07. 10. 2012
Il Piccolo
Stefano Giantin

Il Gay pride di Belgrado “sfila” al chiuso

BELGRADO Aveva visto giusto, il premier Dacic. Sabato, a Belgrado, è stato un giorno tranquillo. Bel tempo, gente comune a passeggio. Gente tutelata dal rischio di imbattersi in rivolte di piazza dalla proibizione di tutti i raduni pubblici, “Gay Pride” in testa. Unico danno collaterale, l’esclusione dalla scena pubblica di lesbiche e gay serbi, potenziali obiettivi della brutalità di ultradestra e hooligan. Paria a cui non è restato che rinchiudersi in uno stanzone del “Media Center”, nel centrale viale Terazije. Una sala che si è trasformata nel triste lazzaretto di una comunità, quella di lesbiche, gay, bisex e trans (Lgbt), che ancora non trova spazio e diritti, in Serbia.
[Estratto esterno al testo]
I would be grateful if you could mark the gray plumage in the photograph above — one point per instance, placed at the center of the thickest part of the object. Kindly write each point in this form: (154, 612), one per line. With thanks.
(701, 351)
Un lazzaretto strapieno, assediato da decine di poliziotti, dove si sono contati un centinaio di attivisti per i diritti Lgbt, costretti “tra quattro mura”.

«Peccato non poter approfittare del sole, oggi», ha mormorato entrando nella sala Vincent Degert, rappresentante Ue in Serbia, arrivato per portare la solidarietà di Bruxelles. Solidarietà arrivata anche da più lontano, con la presenza del ministro svedese per gli Affari Ue, Birgitta Ohlsson. «Sono orgogliosa di stare fra voi, insieme stiamo facendo la storia, riuniti per la libertà e l’uguaglianza», ha esordito. «Nel 2012, ognuno dovrebbe avere il diritto di mostrare al mondo ciò che è», ha aggiunto, specificando che nell’Ue, dove la Serbia spera un giorno di entrare, non deve esserci spazio per «odio e omofobia». «I tempi stanno cambiando», ha concluso la leader liberale, «il mio Paese è cambiato, anche la Serbia lo farà». Ma, per ora, di segnali di cambiamento rare tracce. Poco prima, uno degli organizzatori del Pride, Goran Miletic, aveva parlato infatti di «capitolazione» del governo ai violenti, specificato che la marcia per i diritti gay «non è un circo». E annunciato anche il «prossimo anno ci sarà il Gay Pride». Hooligan e autorità permettendo.

«Quando ci si occupa di diritti umani non si parla di vittorie o sconfitte», chiarisce a quattr’occhi fuori della sala Boban Stojanovic, numero due del Pride, t-shirt con lo slogan «ogni generazione ha bisogno di una rivoluzione». Il «processo continuo» per sensibilizzare il Paese sui diritti Lgbt proseguirà il prossimo anno, promette. E il prossimo anno tra i volontari ci sarà ancora Pavle, sulla maglietta un adesivo con la scritta «giustizia per i pederasti», termine qui usato per insultare i gay. Pavle che definisce «triste» il confino al Media Center. «Ma non smetterò di combattere per i miei diritti», assicura, fumando una sigaretta a un passo dal cordone di polizia che ha impedito per due ore a chiunque di abbandonare l’edificio. «È ridicolo, non sono abituato a essere rinchiuso in una stanza senza che mi sia permesso di farmi vedere in strada», gli fa eco un ragazzo di Monaco, Sebastian Müller, in tasca la tessera dei Verdi tedeschi.

Ragioni di sicurezza, si giustificano i poliziotti, mentre a qualche metro di distanza la gente passeggia indifferente e di violenti non v’è traccia. «Anche se avessimo schierato 5mila agenti, ci sarebbero stati disordini, scontri e feriti», ha però dichiarato ieri Dacic al quotidiano “Press”, riferendo poi di un 80% di serbi contrari al Gay Pride. Con Dacic non concorda però Göran Stanton, poliziotto svedese, attivista Lgbt. «Se si è democratici, bisogna dare l’ok a marce del genere. Se si ritiene la questione importante, allora si devono salvaguardare i partecipanti», aggiunge, dopo aver tentato di convincere delle sue ragioni un collega serbo. Collega che il prossimo anno, forse, sarà in piazza per scortare e proteggere i manifestanti al prossimo Gay Pride, indetto ieri per il 28 settembre 2013. E non per isolarli dal resto del mondo, come appestati.